YUM-BİR Başkanı İbrahim Afyon’un açıklamalarına göre, Ramazan ayı öncesinde 30’lu büyük boy (L) yumurta fiyatları 180 TL’nin çok üzerine çıkmıştı. Ramazan boyunca talepte artış ve kuş gribi nedeniyle üretimin azalmasıyla fiyatlar 180 TL’den 230 TL seviyelerine yükseldi. Ancak, kuş gribi nedeniyle üretimden çekilen tavuklar tekrar üretime başladı. Ayrıca, ihracata gitmesi gereken yumurtalar iç piyasaya yönlendirilmedi. Bu gelişmeler, piyasada arz fazlası oluşmasına ve fiyatların düşmesine neden oldu. Afyon, şu anda zarar seviyesinde satışların yaşandığını ve üreticilerin zarar ettiğini belirtti. İhracat için üretilen yumurtaların satışa devam etmesi halinde, fiyatlarda istikrar sağlanabilir.

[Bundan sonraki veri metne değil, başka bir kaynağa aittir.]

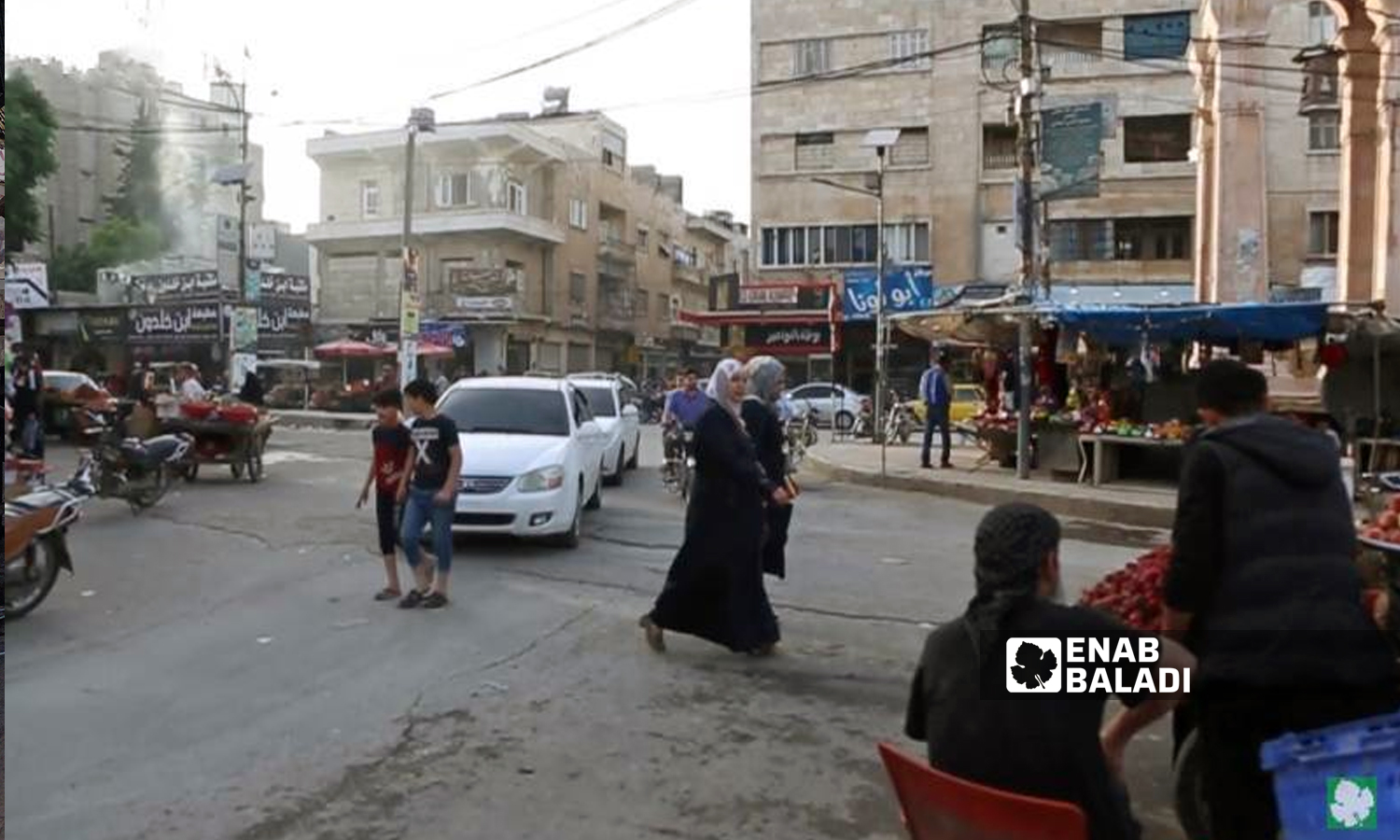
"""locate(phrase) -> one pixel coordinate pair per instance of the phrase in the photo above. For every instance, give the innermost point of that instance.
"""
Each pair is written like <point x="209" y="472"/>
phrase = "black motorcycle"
<point x="137" y="470"/>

Afyon, “Market ve nihai satıcılar, kar marjlarını dikkatli bir şekilde gözden geçirmeli. Üreticiden çıkan fiyat ile market fiyatları arasındaki makas oldukça açık. Bir zamanlar bazı satıcılar 200 TL’nin üzerinde yumurta satışı yaptı. Şu anda ise fiyatların düşmesi, üreticilerin zararını azaltmak ve sürdürülebilirliği sağlamak adına önemli. Yaz aylarında stoklama zorluğu yaşanmadığında, fiyatların daha makul seviyelerde seyretmesi bekleniyor” dedi.
TÜKONFED Başkanı Aydın Ağaoğlu, yaptığı açıklamada, artan et fiyatları nedeniyle vatandaşların yegane hayvansal proteini olan yumurta fiyatının arz ve talep dengesine göre belirlenmesi gerektiğini vurguladı. Ağaoğlu, “Nasılsa talep çok, yurtdışında da talep var ve ABD’de kuş gribi nedeniyle üretim azaldı, fiyatları artırmak etik değil. Vatandaş, yumurta tüketememeye başladı ve bu da ihracatta hedeflenen sonuçların alınamamasına yol açtı. Bu nedenle fiyatlar, piyasadaki gerçek arz ve talep durumuna göre düzenlenmelidir” ifadelerini kullandı.
Ağaoğlu, “Bazı marketlerde 30’lu yumurta fiyatlarının 100-120 TL arasında olduğunu, bazı marketlerde ise 170-180 TL civarında olduğunu gözlemledim. Yumurta, çabuk bozulabilen bir ürün olduğundan, raf ömrü süresince tüketilmemesi halinde israf kaçınılmazdır. Bu nedenle, üretici ve satış noktaları fiyatları makul seviyelerde tutmak zorunda. Tüketici ile fiyat konusunda sıkı pazarlık yapılmamalı” dedi. Ayrıca, iç piyasadaki yumurta arzının ihracata yönlendirilmesi konusunda da dikkatli olunması gerektiğine vurgu yaptı. Bu yaklaşım, ürünlerin bozulma riskini azaltacak ve piyasada istikrar sağlayacaktır.